The list of things FDs may want to change varies from the drastic, such as moving to a full buyout, to various de-risking strategies covered elsewhere in this report, to what might look like mere housekeeping issues, such as removing a few restrictive elements in the trust deeds. However, old trust clauses can sometimes turn out to have a sting in the tail disproportionate to how they might have been viewed previously.
Robertson cites the example of a scheme whose trust deeds, having been written in a more optimistic era, include a provision for pensions increases to be provided to members whenever the scheme is fully funded.
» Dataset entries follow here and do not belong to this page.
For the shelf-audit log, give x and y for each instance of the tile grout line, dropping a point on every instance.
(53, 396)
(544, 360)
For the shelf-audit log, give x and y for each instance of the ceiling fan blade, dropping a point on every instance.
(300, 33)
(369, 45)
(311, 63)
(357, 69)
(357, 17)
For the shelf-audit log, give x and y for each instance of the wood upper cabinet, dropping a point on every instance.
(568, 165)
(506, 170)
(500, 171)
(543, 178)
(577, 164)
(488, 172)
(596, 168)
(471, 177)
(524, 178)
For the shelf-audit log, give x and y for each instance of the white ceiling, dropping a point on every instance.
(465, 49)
That is not a proposal that any sensible FD would want to entertain now, since more benefits equals more liability just when they are doing everything they possibly can to plug that hole. Trustees know this well enough, of course.
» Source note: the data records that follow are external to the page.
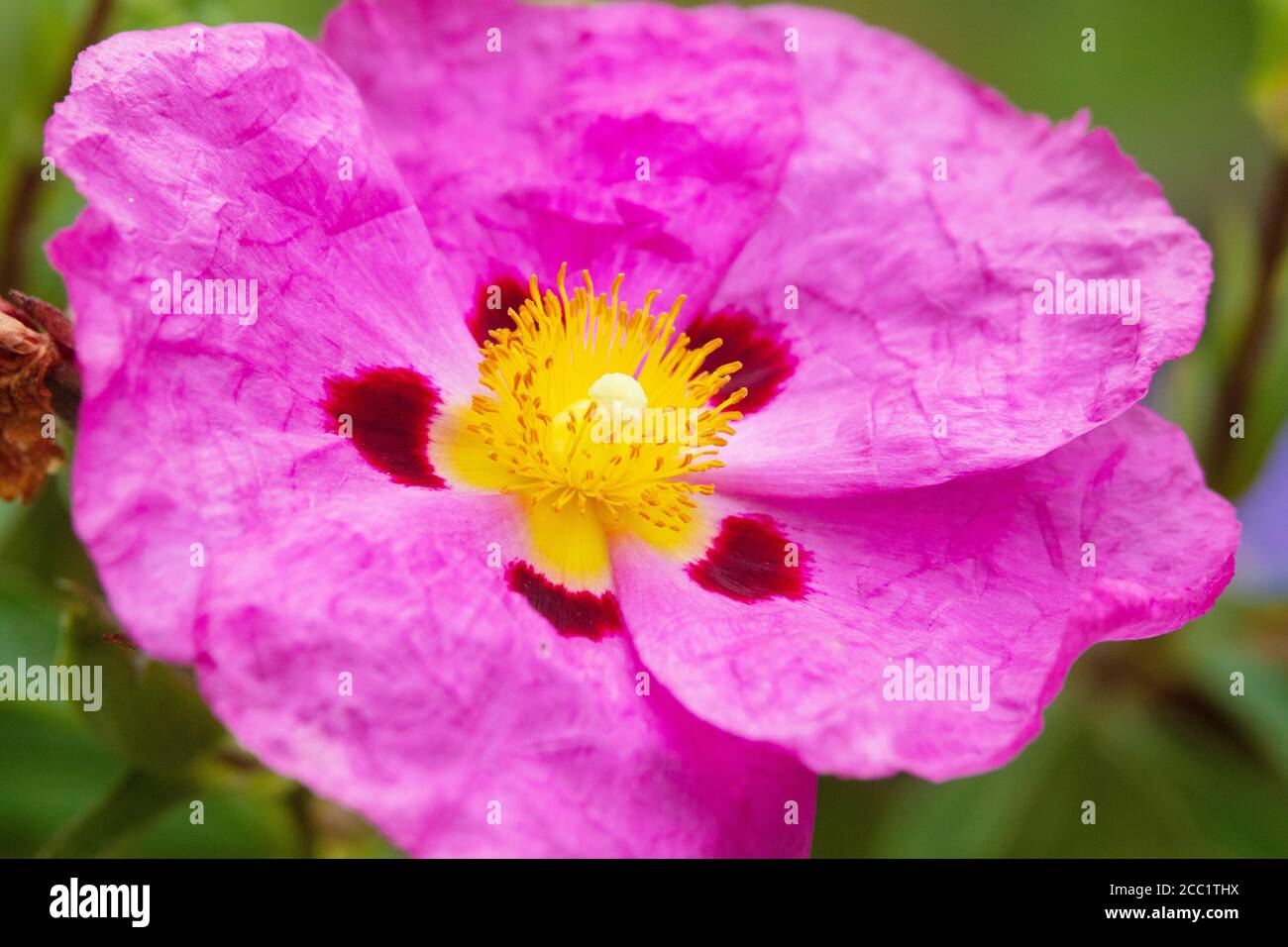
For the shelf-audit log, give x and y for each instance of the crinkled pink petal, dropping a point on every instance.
(226, 162)
(988, 571)
(528, 154)
(921, 356)
(472, 728)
If the FD, apropos of nothing at all, simply asked the trustee board to eliminate the clause, they would ask the FD what they would do in return. Having this conversation with that large cheque in one hand is the right moment and broaching it on any other day of the week is not the right moment.
Importantly, getting the trustees to drop this provision can have a significant impact on the amount the company needs to reserve for pensions, thus freeing up real cash for actual, revenue-generating projects.
One of the critical things FDs should be doing, either when they have moments of leverage with the trustees, or simply through the fact that they have a good working understanding with the trustee body, is agreeing in advance what the key trigger points will be for a range of actions regarding the scheme. The aim here is to clear the decks, as it were, and get the trustees on side so that they can make decisions rapidly when market conditions are right.
Trigger point
Robertson gives the following example. “If you are in a market where interest
rate swaps are too pricey, trustees should be thinking about the trigger pricing
levels that would enable them to do a swap. So when the market delivers those
numbers the trustee body is ready to move and can take some risk out of the
scheme at a price that they know makes sense.”
Right now, there is a shortage of counterparties for interest rate swaps, but if the FD works with the trustee board, they can clarify in advance that a real rate of, say, 1.35% would create a satisfactory position to cover both the cost of the swap and make the swap viable. The point when interest rates look to be reaching 1.35%, in other words, becomes an action trigger agreed by both the FD and the trustee body, with no need for further discussion.
That, at least, is the theory. However, Dave Robbins, pensions partner at Deloitte, says that admirable as this strategy sounds in theory, it is fiendishly hard to make work in the real world. “Setting trigger points for actions and agreeing it in advance with the trustee body is obviously a good thing. But what tends to happen once you get a committee sitting down to agree to action the pre-agreed trigger is yet more debate.
Someone is bound to say, “But if 1.35% is good, why don’t we wait till 1.5%?” Or someone says, “OK, the FTSE has hit 5,500, but why don’t we leave it for six months and see if it hits 6,000 before we act?” Once you get committees starting to talk, the agreement to act unravels fairly quickly,” he says.
However, experience is supposed to be a great teacher, and both advisers and FDs can now point out concrete examples of missed opportunities to trustee bodies. Trustees are not wilful or stupid. They are as capable of disciplined action as anyone else, once the proper case has been made. So it might be that with pre-agreed actions, FDs will find themselves in a better position to take advantage of market movements and take some risk out of their pension scheme without missing the boat entirely.